Most of the mediations I have conducted, ‘cried out for settlement.’ Usually, the parties reached agreement. For those that didn’t settle, the non-money issues usually prevailed. In most that went to trial, the verdict was rendered in money, not “certificates of justice.”
Few litigants have enough resources to pursue justice through litigation.
After decades of statistical examination, settlement values should be calculable. They aren’t. They can be measured, but not made predictable. They are quantified, in terms of money, but not justice.

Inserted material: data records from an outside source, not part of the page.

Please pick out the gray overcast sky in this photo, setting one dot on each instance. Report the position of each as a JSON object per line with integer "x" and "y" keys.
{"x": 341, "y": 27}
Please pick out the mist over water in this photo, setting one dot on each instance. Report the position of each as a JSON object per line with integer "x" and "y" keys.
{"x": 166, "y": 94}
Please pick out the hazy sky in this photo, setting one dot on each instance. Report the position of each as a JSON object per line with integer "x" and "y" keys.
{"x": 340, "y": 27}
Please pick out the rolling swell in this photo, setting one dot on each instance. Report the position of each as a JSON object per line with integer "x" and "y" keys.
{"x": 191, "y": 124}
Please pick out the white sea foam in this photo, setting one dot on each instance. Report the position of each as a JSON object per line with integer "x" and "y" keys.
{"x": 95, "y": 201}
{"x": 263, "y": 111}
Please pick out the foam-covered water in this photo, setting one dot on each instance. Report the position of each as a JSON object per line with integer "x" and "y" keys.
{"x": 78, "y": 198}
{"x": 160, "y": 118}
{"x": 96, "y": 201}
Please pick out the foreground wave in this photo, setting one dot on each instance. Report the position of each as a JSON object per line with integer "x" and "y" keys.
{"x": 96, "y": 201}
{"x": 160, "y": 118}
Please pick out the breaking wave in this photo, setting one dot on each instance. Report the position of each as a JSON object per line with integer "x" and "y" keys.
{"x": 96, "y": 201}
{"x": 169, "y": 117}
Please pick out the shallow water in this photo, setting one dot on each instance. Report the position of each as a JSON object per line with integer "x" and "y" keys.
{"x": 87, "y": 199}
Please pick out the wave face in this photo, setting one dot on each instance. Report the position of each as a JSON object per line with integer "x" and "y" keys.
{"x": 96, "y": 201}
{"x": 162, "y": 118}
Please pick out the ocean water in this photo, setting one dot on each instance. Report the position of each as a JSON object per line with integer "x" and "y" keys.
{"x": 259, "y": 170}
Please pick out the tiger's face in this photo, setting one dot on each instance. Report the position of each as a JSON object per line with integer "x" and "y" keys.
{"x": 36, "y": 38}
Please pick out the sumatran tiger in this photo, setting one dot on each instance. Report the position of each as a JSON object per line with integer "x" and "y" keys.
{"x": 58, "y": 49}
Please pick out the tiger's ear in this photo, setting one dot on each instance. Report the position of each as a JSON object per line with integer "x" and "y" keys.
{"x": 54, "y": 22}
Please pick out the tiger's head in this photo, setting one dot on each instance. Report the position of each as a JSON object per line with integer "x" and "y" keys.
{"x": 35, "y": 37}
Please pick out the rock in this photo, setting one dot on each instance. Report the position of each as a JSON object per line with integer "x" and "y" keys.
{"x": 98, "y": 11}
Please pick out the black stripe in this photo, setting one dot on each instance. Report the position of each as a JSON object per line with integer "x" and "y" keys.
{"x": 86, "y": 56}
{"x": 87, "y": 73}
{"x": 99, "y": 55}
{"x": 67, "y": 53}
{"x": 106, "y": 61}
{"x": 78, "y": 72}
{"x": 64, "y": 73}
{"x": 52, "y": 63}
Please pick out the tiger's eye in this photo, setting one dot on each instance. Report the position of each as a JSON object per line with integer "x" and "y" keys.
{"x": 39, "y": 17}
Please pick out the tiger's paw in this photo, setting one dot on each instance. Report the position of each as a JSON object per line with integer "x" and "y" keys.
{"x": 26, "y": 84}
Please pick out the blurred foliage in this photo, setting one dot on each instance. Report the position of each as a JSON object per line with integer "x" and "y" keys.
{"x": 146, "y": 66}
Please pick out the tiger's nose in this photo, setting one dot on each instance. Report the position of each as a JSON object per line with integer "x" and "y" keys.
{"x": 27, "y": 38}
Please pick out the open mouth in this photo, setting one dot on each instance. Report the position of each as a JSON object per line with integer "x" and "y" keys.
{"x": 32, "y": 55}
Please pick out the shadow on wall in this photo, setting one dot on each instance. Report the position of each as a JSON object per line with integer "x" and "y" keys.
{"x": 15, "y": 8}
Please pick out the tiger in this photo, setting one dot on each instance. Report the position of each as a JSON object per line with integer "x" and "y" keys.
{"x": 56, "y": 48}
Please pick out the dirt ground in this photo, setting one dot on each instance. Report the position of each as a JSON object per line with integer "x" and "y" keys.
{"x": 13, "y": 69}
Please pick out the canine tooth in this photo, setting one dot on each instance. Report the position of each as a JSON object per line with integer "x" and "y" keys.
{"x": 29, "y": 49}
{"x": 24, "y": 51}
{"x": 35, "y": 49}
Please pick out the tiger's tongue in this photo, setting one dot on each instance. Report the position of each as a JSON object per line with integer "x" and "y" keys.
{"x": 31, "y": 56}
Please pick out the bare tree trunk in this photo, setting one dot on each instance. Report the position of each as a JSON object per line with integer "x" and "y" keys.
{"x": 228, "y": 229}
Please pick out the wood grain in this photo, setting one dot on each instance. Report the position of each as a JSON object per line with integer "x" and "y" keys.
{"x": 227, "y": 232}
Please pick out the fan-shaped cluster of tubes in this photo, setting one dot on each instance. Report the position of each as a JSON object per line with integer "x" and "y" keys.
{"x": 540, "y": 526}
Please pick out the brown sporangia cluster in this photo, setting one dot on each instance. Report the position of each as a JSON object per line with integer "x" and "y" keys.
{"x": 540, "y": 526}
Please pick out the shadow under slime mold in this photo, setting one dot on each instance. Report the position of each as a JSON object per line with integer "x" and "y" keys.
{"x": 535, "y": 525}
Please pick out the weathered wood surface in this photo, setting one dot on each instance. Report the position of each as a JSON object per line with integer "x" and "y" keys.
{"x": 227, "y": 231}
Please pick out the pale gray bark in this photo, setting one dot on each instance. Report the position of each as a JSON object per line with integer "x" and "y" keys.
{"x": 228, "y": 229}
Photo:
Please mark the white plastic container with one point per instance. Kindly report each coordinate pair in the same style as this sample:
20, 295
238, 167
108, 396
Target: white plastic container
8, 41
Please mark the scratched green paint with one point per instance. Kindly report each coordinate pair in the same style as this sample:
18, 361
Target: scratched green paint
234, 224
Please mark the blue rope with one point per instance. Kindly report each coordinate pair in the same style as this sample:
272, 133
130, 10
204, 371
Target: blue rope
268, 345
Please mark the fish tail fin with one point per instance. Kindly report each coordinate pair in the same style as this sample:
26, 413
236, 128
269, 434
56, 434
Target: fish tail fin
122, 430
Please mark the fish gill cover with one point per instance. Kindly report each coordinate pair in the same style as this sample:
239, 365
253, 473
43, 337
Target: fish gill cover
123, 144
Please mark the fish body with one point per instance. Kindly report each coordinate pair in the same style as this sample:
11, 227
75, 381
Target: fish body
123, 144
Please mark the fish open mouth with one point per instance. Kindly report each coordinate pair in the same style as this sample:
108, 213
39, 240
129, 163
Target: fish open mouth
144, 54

In personal injury, insurance companies have tried to fix values for specific injuries. While the settlement ranges have dropped since 1990, the settlements have not become uniform. In construction disputes, the values of settlement have fluctuated with the rise and fall of both the real estate market, and availability of construction materials. In trust disputes, settlements vary with the stock/bond markets. Emotions usually run high.
We professionals can find settlement ranges for their disputes, but there is no precise index of value that will determine any specific outcome for every dispute. Since reasonable people are involved, why is this true? Obviously the facts and evidence are different in each case. Less obviously, emotions and the parties’ experience differ from case to case.
Various sources tell us that 98-99% of all lawsuits settle before trial. Thus, many professionals believe settlement is inevitable. It isn’t.
Let’s look at the basic issues in litigated mediations. Conventional wisdom tells us that all settlements are reached in the middle ground between the first reasonable offers made by each party. Not always. Most role-playing negotiating classes demonstrate that the reasonable ranges of settlement for identical settlement exercises can differ by up to fifty percent.
The different settlement values highlight differences in preparation and experience. In the everyday rough and tumble of negotiatons, the differences also include client emotions. Professional experience provides a set of expectations, and background to begin the discussion. The clients provide the consent to make any agreement. Emotions can derail the process.
When the litigants are informed about the pre-mediation offers and demands, they are more likely to accept the ides of settlement. Those who have no idea of the basics of their lawsuit (burdens of proof, general outcomes in the area, time to trial) often become intransigent about the value they will accept.
How can the advocate enable their clients to reach agreement?
- Use separate caucuses with the mediator apart from the other party, to review the basics of the lawsuit, status of evidence, new information that has just been gleaned.
- Talk to the other attorney outside of the presence of the parties. Sometimes the mediator is asked to present a compromise. “Here is what I can recommend” can be helpful.
- Declare a cease-fire. Recently we asked mediating attorneys to declare a ‘ceasefire with the other party. For one hour. The attorneys discussed the common facts of the case, with their clients and allowed me to interject the opinions and perceptions of the opponent. We reaffirmed the competing positions. They attorneys directed their clients focus to the opportunity to resolve the case. We agreed to defuse the language of the discussions. Within the hour, the parties reached an agreement.
By changing the language, the parties were able to change their focus. Anger is not inevitable. Hostility is a choice. The emotions remained high. The hurts didn’t suddenly heal, however, the tone changed.
It often helps to review priorities during heated negotiations. Take inventory of the issues that are most heated. You will know them better than the mediator. Because of the rules of confidentiality, feel free to address them to the mediator in separate caucus. During the mediation, try to recognize any negative patterns in the discussions. Before you declare an impasse, declare a ceasefire and re-establish a reasonable communication, you always have time to reach an agreement.